Pendant que toutes les droites, extrêmes ou pas, tapent sur les clous des nombreuses différences identitaires et sociales du peuple-travailleur pour le diviser, la catastrophe éminente va son bonhomme de chemin, envenimée par son contingent de guerres. Sans nier l’absolue nécessité des luttes contre tous les sexismes, racismes et autres statuts privilégiés, dont l’amenuisement est tout à fait nécessaire pour l’unification dans un combat commun, la meilleure tactique pour les combattre reste la lutte commune contre la catastrophe éminente et ses séquelles guerrières surtout quand elles sont génocidaires. Dans le Québec concret d’aujourd’hui ça veut dire la lutte contre le plan tout-électrique de la CAQ et en faveur d’une société de soins et de liens qui passe par la bonification des services publics austérisés et le surgissement du transport public gratuit et d’une pléthore de logements sociaux écoénergétiques, la lutte contre le génocide palestinien mais aussi celui, au ralenti, de l’Ukraine.

La lutte indépendantiste, la plus efficace si elle est internationaliste

Faut-il ajouter que le caractère planétaire de la catastrophe éminente commande une rigueur internationaliste à toute épreuve. Est-ce à dire qu’il faille laisse tomber la lutte pour l’indépendance comme le suggère la montée de l’actuel sentiment populaire pro-Canada contre l’impérialisme étatsunien ? Lâcher la proie pour l’ombre en pensant que le Quebec bashing ait disparu serait une monumentale erreur stratégique. N’en reste pas moins qu’il faille prendre note d’un début de déplacement des plaques tectoniques dans l’État canadien. Plus que jamais la lutte indépendantiste doit se présenter comme la stratégie la plus efficace vers une société canadienne, et même nord-américaine, de solidaire décroissance matérielle par la vertu de la libération nationale du peuple québécois comme « quelque chose comme un grand peuple » en mesure d’entraîner les autres. On verra plus tard pour la suite des choses. Chose certaine, cette indépendantisme n’a rien à voir avec le renforcement, au-delà même de la CAQ, de la xénophobie antiimmigrant du PQ qui le pousse dans les bras de Trump. Au contraire, l’internationalisme commande d’ouvrir les bras à tou-te-s ces damné-e-s de la terre qui fuient les catastrophes déjà en cours et dont les services essentiels québécois ont besoin en toute égalité de traitement, crise démographique oblige.

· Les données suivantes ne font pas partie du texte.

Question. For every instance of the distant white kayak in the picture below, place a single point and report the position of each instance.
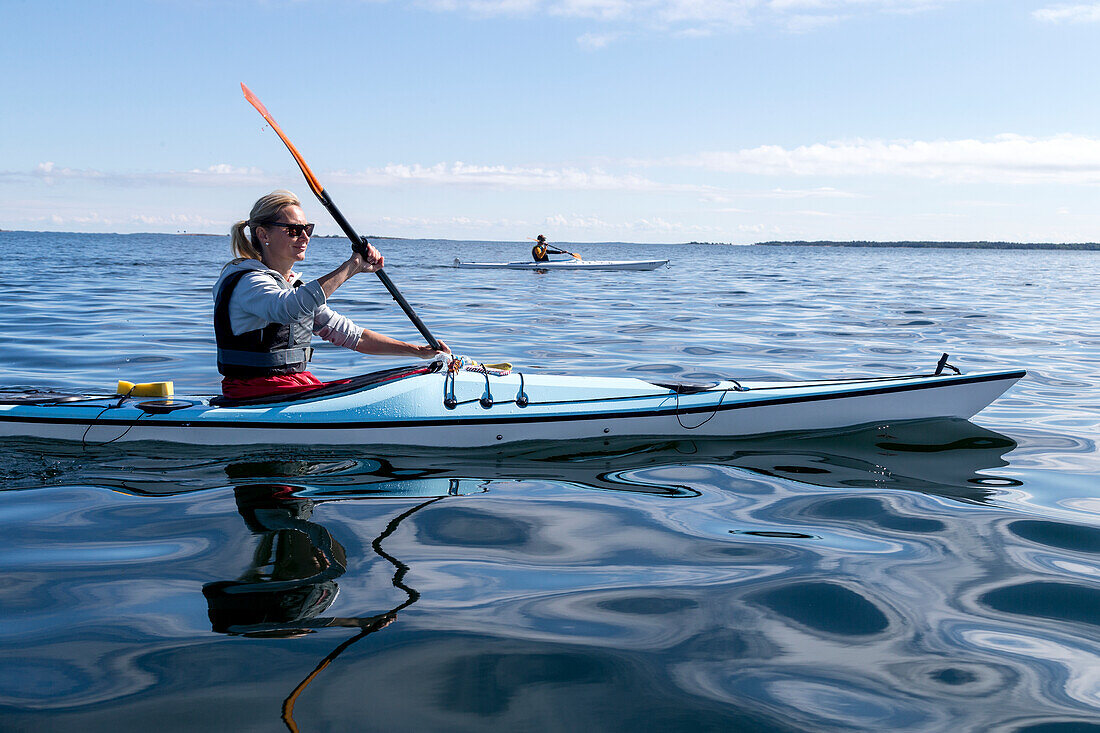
(565, 264)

Québec solidaire saura-t-il se démarquer avec un indépendantisme écosocialiste lui qui vient de se mettre à la refondation de son programme qui a certes vieilli quoique contenant des perles anticapitalistes oubliées mais à conserver. Par où commencer dans l’immédiat ? Amazon de Jeff Bezos n’est pas autre chose que la cristallisation oligarchique du trumpisme fascisant. Sa fermeture sauvage, antisyndicale (et illégale) de ses sept entrepôts québécois offre au peupletravailleur québécois et canadien et nord-américain une poignée bien visible pour accrocher la concrète lutte de classe à la lutte anti-Trump. La CSN, qui syndique l’entrepôt Amazon de Laval, le seul syndiqué au Canada, invite tout le peupletravailleur à une manifestation ce 15 février. Puisse cette manifestation être autre chose que le baroud d’honneur habituel de la bureaucratie syndicale mais le début d’une mobilisation qui embrasera tout l’Amérique au nord du Rio Bravo/Grande.